Evaluation of WRF and HadRM mesoscale climate simulations over the United States Pacific Northwest

Zhang, Y., V. Dulière, P.W. Mote, and E.P. Salathé. 2009. Evaluation of WRF and HadRM mesoscale climate simulations over the United States Pacific Northwest. Journal of Climate 22(20):5511-5526, doi: 10.1175/2009JCLI2875.1.

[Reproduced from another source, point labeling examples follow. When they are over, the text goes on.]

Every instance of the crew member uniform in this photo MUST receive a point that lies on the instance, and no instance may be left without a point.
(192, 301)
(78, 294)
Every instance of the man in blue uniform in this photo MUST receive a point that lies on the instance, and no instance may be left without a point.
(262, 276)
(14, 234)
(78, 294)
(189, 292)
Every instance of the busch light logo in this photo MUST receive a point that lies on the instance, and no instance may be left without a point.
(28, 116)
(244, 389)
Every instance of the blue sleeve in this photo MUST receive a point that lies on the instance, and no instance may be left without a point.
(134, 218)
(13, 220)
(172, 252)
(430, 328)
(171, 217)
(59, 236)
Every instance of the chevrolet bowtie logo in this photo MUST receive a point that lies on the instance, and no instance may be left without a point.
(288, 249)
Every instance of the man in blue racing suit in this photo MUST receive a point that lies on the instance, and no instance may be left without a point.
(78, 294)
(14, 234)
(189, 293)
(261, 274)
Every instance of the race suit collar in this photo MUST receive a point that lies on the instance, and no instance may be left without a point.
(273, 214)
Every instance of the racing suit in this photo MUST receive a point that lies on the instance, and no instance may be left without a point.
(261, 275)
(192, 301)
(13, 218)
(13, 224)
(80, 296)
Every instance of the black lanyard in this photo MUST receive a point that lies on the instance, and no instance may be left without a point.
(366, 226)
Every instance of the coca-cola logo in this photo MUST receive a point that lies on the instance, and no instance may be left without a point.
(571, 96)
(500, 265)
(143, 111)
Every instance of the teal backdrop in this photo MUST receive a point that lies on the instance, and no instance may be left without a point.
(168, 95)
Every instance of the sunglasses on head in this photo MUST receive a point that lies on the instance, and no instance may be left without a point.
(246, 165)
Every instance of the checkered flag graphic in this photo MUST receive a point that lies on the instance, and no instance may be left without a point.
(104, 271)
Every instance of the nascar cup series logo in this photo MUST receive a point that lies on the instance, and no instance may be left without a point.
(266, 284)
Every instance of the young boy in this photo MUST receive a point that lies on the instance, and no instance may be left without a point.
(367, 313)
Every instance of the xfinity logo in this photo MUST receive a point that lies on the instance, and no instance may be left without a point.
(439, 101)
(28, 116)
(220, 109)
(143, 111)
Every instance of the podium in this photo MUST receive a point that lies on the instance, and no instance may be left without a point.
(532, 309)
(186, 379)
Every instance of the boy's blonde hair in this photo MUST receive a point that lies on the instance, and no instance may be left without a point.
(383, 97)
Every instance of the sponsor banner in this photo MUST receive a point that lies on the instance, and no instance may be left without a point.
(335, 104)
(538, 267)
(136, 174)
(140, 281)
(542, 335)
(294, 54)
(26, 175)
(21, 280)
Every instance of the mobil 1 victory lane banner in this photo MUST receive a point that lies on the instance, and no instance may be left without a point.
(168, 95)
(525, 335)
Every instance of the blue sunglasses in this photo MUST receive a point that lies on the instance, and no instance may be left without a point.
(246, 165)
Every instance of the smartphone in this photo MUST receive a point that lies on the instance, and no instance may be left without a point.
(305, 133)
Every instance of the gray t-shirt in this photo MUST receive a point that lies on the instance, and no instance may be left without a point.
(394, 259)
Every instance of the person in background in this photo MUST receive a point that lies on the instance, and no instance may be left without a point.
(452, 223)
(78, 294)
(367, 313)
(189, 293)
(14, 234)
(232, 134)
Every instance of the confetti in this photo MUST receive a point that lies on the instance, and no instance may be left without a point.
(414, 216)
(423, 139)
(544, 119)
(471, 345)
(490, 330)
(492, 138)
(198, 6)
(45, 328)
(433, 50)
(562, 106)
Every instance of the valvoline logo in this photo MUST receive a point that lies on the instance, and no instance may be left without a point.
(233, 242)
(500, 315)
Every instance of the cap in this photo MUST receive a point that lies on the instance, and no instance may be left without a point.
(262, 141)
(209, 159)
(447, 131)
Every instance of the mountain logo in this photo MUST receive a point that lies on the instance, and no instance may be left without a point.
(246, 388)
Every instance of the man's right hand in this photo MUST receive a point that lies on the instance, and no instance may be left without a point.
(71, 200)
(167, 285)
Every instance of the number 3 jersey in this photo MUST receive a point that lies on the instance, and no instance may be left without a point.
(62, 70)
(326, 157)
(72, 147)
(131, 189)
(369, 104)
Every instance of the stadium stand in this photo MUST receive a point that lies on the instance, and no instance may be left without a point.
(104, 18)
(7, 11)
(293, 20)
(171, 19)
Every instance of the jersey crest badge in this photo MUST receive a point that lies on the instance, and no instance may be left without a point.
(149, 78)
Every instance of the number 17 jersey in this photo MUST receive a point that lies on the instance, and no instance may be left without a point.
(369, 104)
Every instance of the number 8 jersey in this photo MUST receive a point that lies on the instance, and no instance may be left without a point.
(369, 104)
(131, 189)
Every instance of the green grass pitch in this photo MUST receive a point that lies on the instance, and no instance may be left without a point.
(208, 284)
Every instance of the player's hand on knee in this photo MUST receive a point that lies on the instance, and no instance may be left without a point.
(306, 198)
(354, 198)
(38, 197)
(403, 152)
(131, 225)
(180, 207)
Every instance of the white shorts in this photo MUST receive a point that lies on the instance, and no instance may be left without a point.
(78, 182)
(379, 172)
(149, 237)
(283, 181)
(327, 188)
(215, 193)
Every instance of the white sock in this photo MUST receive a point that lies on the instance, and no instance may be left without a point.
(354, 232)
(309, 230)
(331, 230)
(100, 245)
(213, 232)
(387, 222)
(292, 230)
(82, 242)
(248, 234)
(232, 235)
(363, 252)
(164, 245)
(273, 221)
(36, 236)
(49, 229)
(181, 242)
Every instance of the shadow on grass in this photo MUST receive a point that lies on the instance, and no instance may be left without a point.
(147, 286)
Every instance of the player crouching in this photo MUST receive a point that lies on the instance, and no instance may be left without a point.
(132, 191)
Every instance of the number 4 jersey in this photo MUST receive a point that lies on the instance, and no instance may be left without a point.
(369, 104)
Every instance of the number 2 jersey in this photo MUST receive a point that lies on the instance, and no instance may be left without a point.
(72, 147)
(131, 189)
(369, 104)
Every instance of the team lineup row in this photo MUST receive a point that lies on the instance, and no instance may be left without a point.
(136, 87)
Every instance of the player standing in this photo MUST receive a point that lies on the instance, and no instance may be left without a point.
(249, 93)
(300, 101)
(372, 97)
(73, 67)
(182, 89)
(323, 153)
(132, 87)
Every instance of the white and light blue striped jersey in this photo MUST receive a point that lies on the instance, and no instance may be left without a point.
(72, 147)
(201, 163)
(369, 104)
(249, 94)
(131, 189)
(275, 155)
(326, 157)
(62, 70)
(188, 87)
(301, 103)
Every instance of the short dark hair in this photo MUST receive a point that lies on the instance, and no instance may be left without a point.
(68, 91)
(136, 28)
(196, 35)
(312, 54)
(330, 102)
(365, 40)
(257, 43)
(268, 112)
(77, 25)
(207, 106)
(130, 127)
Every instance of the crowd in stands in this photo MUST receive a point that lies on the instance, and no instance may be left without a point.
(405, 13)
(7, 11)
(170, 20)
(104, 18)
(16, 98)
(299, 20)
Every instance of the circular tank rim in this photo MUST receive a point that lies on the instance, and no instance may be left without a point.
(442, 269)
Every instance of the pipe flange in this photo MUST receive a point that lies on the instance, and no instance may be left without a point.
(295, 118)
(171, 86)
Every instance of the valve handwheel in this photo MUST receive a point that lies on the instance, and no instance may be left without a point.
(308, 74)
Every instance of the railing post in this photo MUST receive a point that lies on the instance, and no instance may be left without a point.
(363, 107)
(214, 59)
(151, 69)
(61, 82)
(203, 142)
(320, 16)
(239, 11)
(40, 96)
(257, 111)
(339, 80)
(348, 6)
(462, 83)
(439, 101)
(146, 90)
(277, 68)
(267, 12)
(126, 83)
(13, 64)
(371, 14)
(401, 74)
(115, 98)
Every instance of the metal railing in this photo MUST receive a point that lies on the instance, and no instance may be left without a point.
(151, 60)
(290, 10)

This work compares the WRF (Weather Research and Forecasting) and HadRM (Hadley Centre Regional Model) simulations with the observed daily maximum and minimum temperature (Tmax and Tmin) and precipitation at HCN (Historical Climate Network) stations over the U.S. Pacific Northwest for 2003-2007. The WRF and HadRM runs were driven by the NCEP-DOE (Department of Energy) R-2 reanalysis data. The simulated Tmax in WRF and HadRM as well as in R-2 compares well with the observations. Predominantly cold biases of Tmax are noted in WRF and HadRM in spring and summer while in winter and fall more stations show warm biases especially in HadRM. Large cold biases of Tmax are noted in R-2 at all times. The simulated Tmin compares reasonably well with the observations although not as well as Tmax both in WRF and HadRM and in R-2. Warm biases of Tmin prevail in both model simulations while R-2 shows mainly cold biases. The R-2 data play a role in the model biases of Tmax although there are also clear indications of resolution-dependency. The model biases of Tmin originate mainly from the regional models. The temporal correlation between the simulated and observed daily precipitation is relatively low in WRF and HadRM and R-2. However, the correlation increases steadily for longer averaging times. With high resolution, improvement in model performance over R-2 is noted although the nested WRF domains also show the largest biases in winter and spring. Wet biases are evident in WRF while HadRM shows mainly dry biases.